By CYNTHIA M. ELLIS - The Telegraph - Click Here to see original article!

Habitat for Humanity

The Telegraph/JOHN BADMAN

ALTON — Heavy pounding infused a quiet neighborhood Monday as a group of volunteers began installing the walls to the city’s newest Habitat for Humanity house.

“Smack! Thwack! Whack!” went the clatter of nearly a dozen hammers as they echoed along Wallace Street.

The Women’s Missionary Union of Illinois started hammering away on the 1,170-square-foot house being built for Shelby Maholland.

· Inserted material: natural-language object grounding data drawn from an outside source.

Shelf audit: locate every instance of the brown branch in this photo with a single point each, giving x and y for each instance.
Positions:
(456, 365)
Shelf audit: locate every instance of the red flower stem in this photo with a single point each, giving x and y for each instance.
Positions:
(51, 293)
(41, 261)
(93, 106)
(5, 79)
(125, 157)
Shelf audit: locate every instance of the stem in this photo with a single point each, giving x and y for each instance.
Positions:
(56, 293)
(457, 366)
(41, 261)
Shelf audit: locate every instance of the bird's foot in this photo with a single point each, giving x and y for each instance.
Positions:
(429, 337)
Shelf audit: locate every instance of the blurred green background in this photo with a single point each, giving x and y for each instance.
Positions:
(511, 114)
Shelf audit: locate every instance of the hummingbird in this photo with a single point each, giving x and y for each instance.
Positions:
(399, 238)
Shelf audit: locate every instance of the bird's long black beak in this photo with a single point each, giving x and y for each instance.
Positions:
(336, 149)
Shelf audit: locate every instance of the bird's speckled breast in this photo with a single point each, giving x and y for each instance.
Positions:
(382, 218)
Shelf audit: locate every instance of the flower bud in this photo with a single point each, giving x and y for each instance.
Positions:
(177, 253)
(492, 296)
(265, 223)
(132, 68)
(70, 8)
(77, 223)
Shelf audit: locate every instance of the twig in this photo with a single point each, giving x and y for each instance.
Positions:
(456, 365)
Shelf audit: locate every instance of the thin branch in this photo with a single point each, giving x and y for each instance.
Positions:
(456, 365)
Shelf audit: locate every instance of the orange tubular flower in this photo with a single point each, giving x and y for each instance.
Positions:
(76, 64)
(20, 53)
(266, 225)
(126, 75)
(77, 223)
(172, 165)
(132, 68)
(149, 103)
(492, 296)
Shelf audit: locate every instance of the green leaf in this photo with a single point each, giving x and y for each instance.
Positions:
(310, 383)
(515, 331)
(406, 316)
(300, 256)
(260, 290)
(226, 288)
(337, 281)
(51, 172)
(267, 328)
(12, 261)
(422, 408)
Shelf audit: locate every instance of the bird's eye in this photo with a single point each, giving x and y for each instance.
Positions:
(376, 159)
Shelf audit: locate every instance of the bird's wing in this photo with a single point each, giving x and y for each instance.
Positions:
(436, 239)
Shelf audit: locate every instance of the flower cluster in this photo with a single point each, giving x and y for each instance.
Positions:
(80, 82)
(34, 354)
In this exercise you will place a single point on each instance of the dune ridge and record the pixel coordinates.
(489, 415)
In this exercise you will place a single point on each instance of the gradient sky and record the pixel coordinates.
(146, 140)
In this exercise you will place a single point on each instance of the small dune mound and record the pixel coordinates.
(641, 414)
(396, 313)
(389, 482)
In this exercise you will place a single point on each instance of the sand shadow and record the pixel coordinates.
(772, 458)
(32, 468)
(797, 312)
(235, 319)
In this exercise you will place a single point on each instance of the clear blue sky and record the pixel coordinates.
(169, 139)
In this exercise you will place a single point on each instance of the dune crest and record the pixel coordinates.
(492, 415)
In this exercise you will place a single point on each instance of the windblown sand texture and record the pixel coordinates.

Maholland climbed up and down a ladder, working right alongside the 17 women and other volunteers and board members, including some men, with the Piasa/Alton Area Chapter for Habitat for Humanity.

“I’m excited to be here,” the 22-year-old Maholland said.

Maholland said when she first found out that she had been selected as the homeowner she was speechless. The mother of a 4-year-old and 1-month-old said when she received the call she started screaming and jumping up and down.

“My son didn’t know what was going on,” she said.

Jim Hanlon, president of the habitat chapter, said the goal is to get Maholland into the house by Christmas. He said Maholland’s house at 1120 Wallace St. is third house that the habitat chapter has built during the past five years.

When the missionary group arrived this week the only thing that was on the lot was the concrete foundation for the house.

Nancy Whitlow of Godfrey project coordinator for the women’s group, said the women quickly got to work putting up the framed walls that had been built prior to their arrival.

Hanlon said that prisoners from Southwest Illinois Correctional Center in East St. Louis constructed the walls.

“It’s part of the prisoner training program and we are pretty pleased that they were able to assist,” Hanlon said.

Not only did they put together the walls for the house, but the coordinator for the program David Carr, and several prisoners were on site to deliver and offload them.

“I think the program is a good thing, especially when it assists organizations such as ours,” he said.

The missionary group will install the frame, side and roof of the three-bedroom structure.

Whitlow said that other volunteers will do the inside work, She said this was the eighth build for the missionary group.

“We’ve helped build two houses in Wood River, two in South Roxana and this is our third in Alton,” Whitlow said.

Whitlow said those who come quickly learn the skills the need. There are some who have never helped build a home before, but when they are done they’ve gained the skills including the use power tools, she said.

Those with the missionary group pay their own transportation and lodging expenses on every build, plus make a monetary donation toward the project. Area churches provided the group with lunch and dinner each day of the build.

“We can’t thank them enough for their help,” she said.

The missionary union is the largest Protestant missions organization worldwide with one million members; WMU is an auxiliary of the Southern Baptist Convention.

Whitlow said in 2002 the women became the first chapter (of WMU) to build in Ghana, West Africa.

“Most of the women who work on house take vacation to do so,” Whitlow said. “They really look forward to it. The weather this week has turned out great for it too.

Maholland will be approved for a zero percent loan for less than $50,000. Criteria for receiving a Habitat loan are that recipients do not qualify for conventional financing, plus they are required to complete 300 hours of sweat equity with the organization as part of the agreement.

Hanlon said volunteers and donations are always accepted and can send requests to help or bequests to the chapter to P.O. Box 3084, Alton, Ill. 62002. He said that the chapter is planning in the near future for a

Maholland, who works in the office of Saint Anthony’s Physician’s Group, planned to be on site of her new house throughout the week. She said she is so excited about being able to help out, plus the fact that she is able to buy her first house.

“It’s just really wonderful,” she said.